The statistics, released by Murphy during a news conference at Hackensack Performing Arts Center, confirm what law enforcement leaders have long known: most gun crime in New Jersey is committed using a weapon originally purchased out of state.
But Murphy said that the numbers “show that gun violence is not someone else’s problem. It is our problem and we must tackle it together.”
“I’m sick of our mostly young people getting either wounded or killed by guns that were illegally trafficked into New Jersey,” he later added.
Murphy has moved on many fronts to position New Jersey, which already has some of the nation’s strongest gun laws, as the model of resistance to the gun lobby.
His release of what his administration calls a GUNstat Report came a day after naming Bill Castner, a lawyer and former Democratic strategist, his senior adviser on gun violence.
Castner will command the administration’s efforts to reduce gun violence and strengthen policy, as well as work with the regional coalition Murphy helped to create to track gun crime.
But Castner may find himself working to persuade lawmakers beyond New Jersey to strengthen their gun laws.
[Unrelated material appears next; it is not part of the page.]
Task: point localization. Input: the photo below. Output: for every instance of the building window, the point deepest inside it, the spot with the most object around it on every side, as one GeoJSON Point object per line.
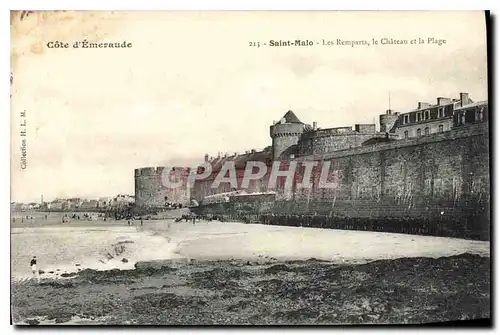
{"type": "Point", "coordinates": [441, 112]}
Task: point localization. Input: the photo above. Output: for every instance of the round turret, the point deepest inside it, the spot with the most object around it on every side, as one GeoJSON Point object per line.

The report, compiled by the State Police, said that in the first quarter of the year, 77 percent of gun crimes used weapons originally purchased out of state. The State Police define a “crime gun” as one used or recovered at the scene of a crime or found or discarded.
Where the guns come from
The report was the first batch of data released by the administration since Murphy ordered the public release of gun-crime information last month. The State Police will release monthly and quarterly data showing where guns originate and other information in an effort to raise awareness of what the administration called an epidemic of gun violence.
The most crime guns originated in Pennsylvania, with 83, according to the report. And most of the others – 230 – came from the so-called iron pipeline of states off the Interstate 95 corridor with lighter gun laws than New Jersey.
Murphy said a good portion of Castner’s work will be coordinating with other states that have similarly strong gun laws but that he is “absolutely” open to using Castner elsewhere.
“Would we be willing to enter into other states that don’t see it the same way? I think the answer has to be yes, because our people’s lives are at risk,” Murphy said.
Of the 93 shootings in the first quarter, 17 were fatal, according to the report.
Parkland shooting activist
Murphy was joined at the news conference by Castner as well as acting State Police Superintendent Col. Patrick Callahan, Attorney General Gurbir Grewal, Fred Guttenberg, whose daughter was killed in the February shooting at Marjory Stoneman Douglas High School, and Sen. Loretta Weinberg, D-Teaneck.
Guttenberg said New Jersey is one of his many stops on a national tour since the shooting in Parkland, Florida, to pass “common sense gun reforms” and “destroy the gun lobby.”
Guttenberg said he supports a package of gun-related bills pending in the Legislature and that he’s “tired of hearing that delusional lie” that people like Murphy want to take firearms from law-abiding citizens.
“What we are trying to make sure is someone shouldn’t even have the ability to get a gun or high-capacity magazines with the intent of destruction will have the ability to take away all of your rights by shooting you and terminating them, as happened to my daughter,” Guttenberg said.
On Monday, Murphy announced his hiring of Castner in a ceremony featuring Gabrielle Giffords, the former congresswoman who was shot in 2011 and now leads a gun control advocacy group with her husband, Mark Kelly.